Le deuxième chapitre de cette petite toile de maître de 158 pages, nimbée d’intelligence poétique, interroge : « Quelle est l’essence du spectacle ? » En réponse, le récit introduit « le formidable Wild West Show ». Une grande arène où des cowboys interprètent, dans des décors de carton-pâte, rodéos, conquêtes de territoire et batailles victorieuses contre les sauvages indiens. Un Colysée mobile qui dès 1893, à l’Exposition universelle de Chicago, attirait chaque jour pas moins de… 40 000 curieux. Son génial auteur ? William Frederick Cody, alias Buffalo Bill.
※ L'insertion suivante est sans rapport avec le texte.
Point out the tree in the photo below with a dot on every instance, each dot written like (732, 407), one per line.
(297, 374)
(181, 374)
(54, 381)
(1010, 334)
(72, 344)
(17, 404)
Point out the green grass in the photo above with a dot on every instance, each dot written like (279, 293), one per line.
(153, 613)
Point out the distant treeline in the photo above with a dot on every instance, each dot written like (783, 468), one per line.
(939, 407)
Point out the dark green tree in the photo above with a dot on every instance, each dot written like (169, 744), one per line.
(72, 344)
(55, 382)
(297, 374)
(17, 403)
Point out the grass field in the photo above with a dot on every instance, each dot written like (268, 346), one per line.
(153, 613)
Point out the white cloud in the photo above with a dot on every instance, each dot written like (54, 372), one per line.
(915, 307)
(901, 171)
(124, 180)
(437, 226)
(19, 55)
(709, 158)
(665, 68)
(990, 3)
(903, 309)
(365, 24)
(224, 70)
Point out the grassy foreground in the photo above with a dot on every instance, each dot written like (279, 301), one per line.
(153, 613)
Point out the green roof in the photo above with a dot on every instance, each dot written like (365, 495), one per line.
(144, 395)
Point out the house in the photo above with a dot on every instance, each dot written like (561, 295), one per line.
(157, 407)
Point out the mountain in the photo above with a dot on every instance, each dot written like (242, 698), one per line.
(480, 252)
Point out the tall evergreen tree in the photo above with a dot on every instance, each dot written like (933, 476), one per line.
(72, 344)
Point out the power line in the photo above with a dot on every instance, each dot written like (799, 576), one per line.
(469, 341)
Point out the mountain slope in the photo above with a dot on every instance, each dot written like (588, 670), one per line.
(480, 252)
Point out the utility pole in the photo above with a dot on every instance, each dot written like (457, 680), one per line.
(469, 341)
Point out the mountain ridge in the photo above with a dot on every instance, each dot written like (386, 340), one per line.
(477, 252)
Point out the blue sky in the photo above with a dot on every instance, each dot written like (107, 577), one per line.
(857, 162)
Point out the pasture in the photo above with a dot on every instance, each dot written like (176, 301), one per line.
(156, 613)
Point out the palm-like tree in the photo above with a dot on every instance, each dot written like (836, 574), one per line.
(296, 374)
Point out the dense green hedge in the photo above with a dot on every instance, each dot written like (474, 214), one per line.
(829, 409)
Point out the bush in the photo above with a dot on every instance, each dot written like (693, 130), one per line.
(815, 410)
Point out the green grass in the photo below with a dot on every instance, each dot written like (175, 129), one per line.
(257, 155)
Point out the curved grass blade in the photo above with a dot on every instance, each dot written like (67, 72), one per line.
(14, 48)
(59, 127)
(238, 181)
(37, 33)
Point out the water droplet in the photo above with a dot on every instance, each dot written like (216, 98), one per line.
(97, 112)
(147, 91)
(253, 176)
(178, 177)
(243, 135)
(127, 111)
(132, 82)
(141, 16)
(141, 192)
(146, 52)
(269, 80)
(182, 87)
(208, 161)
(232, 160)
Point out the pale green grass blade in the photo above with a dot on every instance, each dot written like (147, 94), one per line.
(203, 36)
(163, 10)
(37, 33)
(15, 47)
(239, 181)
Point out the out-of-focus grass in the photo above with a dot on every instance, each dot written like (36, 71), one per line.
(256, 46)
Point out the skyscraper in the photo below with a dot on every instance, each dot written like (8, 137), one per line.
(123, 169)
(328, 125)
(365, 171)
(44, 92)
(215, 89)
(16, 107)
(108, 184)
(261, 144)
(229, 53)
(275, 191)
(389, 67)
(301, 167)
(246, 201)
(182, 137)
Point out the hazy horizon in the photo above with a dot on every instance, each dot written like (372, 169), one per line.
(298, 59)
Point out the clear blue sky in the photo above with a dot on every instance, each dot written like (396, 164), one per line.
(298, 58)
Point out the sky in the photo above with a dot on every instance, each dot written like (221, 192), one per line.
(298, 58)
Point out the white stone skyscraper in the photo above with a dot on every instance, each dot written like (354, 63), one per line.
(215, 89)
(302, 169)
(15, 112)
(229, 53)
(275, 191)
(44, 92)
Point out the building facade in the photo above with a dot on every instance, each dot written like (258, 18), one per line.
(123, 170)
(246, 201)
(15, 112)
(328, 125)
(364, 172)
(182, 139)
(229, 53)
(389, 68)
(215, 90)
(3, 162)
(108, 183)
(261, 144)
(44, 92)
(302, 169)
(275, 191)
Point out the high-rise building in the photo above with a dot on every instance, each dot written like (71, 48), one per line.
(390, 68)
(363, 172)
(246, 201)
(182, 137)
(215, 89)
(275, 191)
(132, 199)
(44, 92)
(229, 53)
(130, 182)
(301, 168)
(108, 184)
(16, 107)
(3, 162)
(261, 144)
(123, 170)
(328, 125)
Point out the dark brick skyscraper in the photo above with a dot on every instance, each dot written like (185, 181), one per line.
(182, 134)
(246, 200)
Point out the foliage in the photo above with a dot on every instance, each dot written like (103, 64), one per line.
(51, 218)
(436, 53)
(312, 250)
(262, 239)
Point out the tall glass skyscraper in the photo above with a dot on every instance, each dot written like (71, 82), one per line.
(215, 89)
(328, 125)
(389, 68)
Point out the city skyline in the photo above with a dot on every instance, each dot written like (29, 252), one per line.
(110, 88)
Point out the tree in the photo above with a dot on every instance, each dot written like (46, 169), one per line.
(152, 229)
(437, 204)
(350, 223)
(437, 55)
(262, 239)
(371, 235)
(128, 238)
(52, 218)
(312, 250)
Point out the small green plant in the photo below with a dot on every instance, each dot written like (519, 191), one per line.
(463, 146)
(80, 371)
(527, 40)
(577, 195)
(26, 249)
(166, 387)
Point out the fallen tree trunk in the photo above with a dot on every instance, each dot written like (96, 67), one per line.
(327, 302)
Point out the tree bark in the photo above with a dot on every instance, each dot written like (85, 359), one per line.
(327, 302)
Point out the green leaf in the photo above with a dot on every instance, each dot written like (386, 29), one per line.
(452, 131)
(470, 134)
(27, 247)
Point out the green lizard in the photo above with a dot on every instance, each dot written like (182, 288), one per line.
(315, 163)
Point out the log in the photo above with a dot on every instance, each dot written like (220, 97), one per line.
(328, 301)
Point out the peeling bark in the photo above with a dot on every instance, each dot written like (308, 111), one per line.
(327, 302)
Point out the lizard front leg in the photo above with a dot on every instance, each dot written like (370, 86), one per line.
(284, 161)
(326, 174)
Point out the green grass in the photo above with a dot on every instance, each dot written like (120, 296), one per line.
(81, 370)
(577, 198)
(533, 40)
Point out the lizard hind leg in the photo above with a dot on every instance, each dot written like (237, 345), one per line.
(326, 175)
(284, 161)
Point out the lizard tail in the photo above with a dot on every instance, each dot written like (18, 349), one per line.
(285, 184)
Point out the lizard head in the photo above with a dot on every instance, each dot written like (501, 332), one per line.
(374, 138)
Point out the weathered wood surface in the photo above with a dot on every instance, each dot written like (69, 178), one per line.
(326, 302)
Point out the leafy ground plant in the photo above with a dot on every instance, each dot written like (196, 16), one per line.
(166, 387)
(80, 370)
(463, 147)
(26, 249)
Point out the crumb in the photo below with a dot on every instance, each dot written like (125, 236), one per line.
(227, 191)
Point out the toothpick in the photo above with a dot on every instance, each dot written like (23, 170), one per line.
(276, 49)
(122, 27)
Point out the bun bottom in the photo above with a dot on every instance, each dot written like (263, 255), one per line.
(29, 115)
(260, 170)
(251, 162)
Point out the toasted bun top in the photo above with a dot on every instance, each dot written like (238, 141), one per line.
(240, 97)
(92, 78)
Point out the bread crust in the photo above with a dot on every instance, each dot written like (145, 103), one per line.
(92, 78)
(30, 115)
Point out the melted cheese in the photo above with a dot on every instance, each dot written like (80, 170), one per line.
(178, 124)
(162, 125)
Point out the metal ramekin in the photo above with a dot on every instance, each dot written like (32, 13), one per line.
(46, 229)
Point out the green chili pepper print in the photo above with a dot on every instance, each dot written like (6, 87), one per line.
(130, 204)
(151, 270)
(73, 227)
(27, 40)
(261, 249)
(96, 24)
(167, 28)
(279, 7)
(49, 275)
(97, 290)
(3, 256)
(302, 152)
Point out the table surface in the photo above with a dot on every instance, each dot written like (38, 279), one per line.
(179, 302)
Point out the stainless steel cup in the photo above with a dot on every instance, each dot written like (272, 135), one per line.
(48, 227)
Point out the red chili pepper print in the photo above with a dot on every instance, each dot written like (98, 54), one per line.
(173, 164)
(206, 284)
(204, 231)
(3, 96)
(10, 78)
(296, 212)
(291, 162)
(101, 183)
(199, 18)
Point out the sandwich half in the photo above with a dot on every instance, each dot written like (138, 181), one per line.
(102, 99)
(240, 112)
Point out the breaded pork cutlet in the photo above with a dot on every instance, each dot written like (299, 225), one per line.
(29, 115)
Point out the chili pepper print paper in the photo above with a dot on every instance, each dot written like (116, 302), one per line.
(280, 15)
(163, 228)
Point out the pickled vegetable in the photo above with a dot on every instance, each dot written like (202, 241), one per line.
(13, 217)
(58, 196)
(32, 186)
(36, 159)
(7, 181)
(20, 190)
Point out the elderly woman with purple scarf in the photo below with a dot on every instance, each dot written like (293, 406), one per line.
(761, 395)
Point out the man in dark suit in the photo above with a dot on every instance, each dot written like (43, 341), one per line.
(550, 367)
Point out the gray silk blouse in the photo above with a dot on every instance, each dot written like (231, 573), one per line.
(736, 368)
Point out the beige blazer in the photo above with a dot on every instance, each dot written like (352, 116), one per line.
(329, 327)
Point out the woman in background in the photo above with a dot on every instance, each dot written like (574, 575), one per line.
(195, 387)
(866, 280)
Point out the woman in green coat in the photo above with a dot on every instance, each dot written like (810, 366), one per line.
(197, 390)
Un self-made-man qui vient bouleverser l’art du divertissement par l’invention du show-business – nouveau modèle techno-économique de représentations spectaculaires – qui préside à l’émergence de l’entertainement dans la société occidentale. Comment s’explique la réussite fulgurante de cette socialisation de millions de spectateurs autour d’un temps-espace de loisir où l’Histoire et des histoires sont racontées à travers un mode de sensations intenses ?

« Du mouvement et de l’action. La réalité elle-même. Oui, juste des chevaux qui galopent, des batailles reconstituées, du suspense, des types qui tombent morts et se relèvent. Tout y était. […] Il fallait de la consternation et de la terreur, de l’espoir, et une sorte de clarté, de vérité extrême jetée sur toute la vie. Oui, il fallait que les gens frémissent. »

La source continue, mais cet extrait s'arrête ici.